Terzibaşı Kerkük eskiler sözü eserinde Kerkük şehrinde yaygın ve kullanılan atasözlerini derlemiştir. İlk derlemelerini gazetelerde konulara göre sınıflandırarak yayımlamışken, kitaba atasözlerini alfabetik sırayla almıştır. Bu eserinde Terzibaşı Türkçe ’de ilk kez olarak bu yerli atasözlerini bir takım ülke ve milletlerin atasözleriyle karşılaştırmıştır.
Bir diğer eseri olan Arzu Kamber masalında kapsamlı ve canlı halk masalını coşku ve içtenlikle anlatan ve bu alanda becerikli bir Kerküklü Hanım ağzından banda alıp, olduğu biçimde kaleme almıştır.

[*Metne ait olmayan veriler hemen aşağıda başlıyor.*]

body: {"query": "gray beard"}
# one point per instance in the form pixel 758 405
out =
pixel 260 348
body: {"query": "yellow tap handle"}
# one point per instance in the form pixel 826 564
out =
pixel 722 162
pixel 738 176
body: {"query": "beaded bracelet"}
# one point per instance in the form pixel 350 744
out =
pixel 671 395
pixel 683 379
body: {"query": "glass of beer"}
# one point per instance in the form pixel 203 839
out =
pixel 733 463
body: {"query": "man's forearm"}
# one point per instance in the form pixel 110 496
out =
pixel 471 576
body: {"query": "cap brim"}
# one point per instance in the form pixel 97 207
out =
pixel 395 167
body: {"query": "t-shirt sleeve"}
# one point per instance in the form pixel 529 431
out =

Terzibaşı’nın halk edebiyatımızdan derlediği ve kitaplığımıza armağan ettiği bu eseriyle ağız özelliklerini inceleme ve araştırma alanlarında pek değerli bir kaynak sağlamıştır. Ve bu eseri yayımlamakla bu alanda adımların atılmasına hem önderlik etmiş hem hız vermiş sayılır. Rastladığımız halk hikâyelerini derleyip yayınlama uğraşları bu çabanın ardından işbaşı yapmıştır.
Kerkük şairleri eseri pek büyük değer taşır. Eski Kerkük’te yetişen, büyüyen, buralı olup da başka yerlerde dünyaya göz yuman çok sayıda şairin yaşam öykülerini, edebi kişilik ve sanat değerlerini ele alıp eserlerinden bol bol örnekler vermeye uğraşmıştır. İlk üç ciltte söz konusu ettiği şairlerin resimlerini, el yazılarından örnekler vermişken sonraki ciltlerde bu belgelere yer verilmemektedir.
Terzibaşı’nın Kerkük matbuat tarihi adlı kitabında Kerkük’te ilk basımevi kuruluşundan 1985 yılına değin yüzyıllık süre boyunca kurulan basımevleri ve yayınlanan gazete dergi ve kitapların kronolojisi bulunmaktadır. Basımevlerinin tarihçesi eşliğinde, çalıştırılan makinelerin türleri çalışma sistemi, kullanılan gereçler, yöneticileri ve arada bastırılan eserler gösterilmekte.
Basın alanına, gelince gazete ve dergilerin ilk sayılarının çıkışı günü, yönetenler, durdurma ve yahut kapanışının sayı numarası, günü ve nedeni, çalışma süresi ve izlediği yön, yazarların tutumu, gazetenin tirajı ve seviyesi, aksaklıklar yayın organının tutumuna karşı halkın ve yazarların tepkisi. Tüm bunlar, yayınlanan yazılardan yapılan alıntılarla belgelenmekte ve pekiştirilmekte.
Son olarak Ata Terzibaşı, üstadımızın çok kuvvetli bir makale yazarı olduğunu Arapça yazarken, birinci sınıf bir kâtip olduğunu kaydetmek yerinde olur.
Irak Türkmen Kültürüne ve Sanatını yapmış olduğu hizmetlerinden dolayı, Merkeze Azerbaycan’da bulunan “VEKTOR” Uluslar arası İlim Merkezi tarafından 2007 yılında Fahri Doktora payesi ile ödüllendirildi.
2008 yılının ilk gününde Türk Dünyası Yazarlar ve Sanatçılar Vakfı tarafından her yıl dağıtılan Türk dünyası hizmet ödüllerine Irak Türkmen edebiyatı ve kültürüne yapmış olduğu hizmetlerinden dolayı bu yıl Ata Terzibaşı ödüle layık görüldü.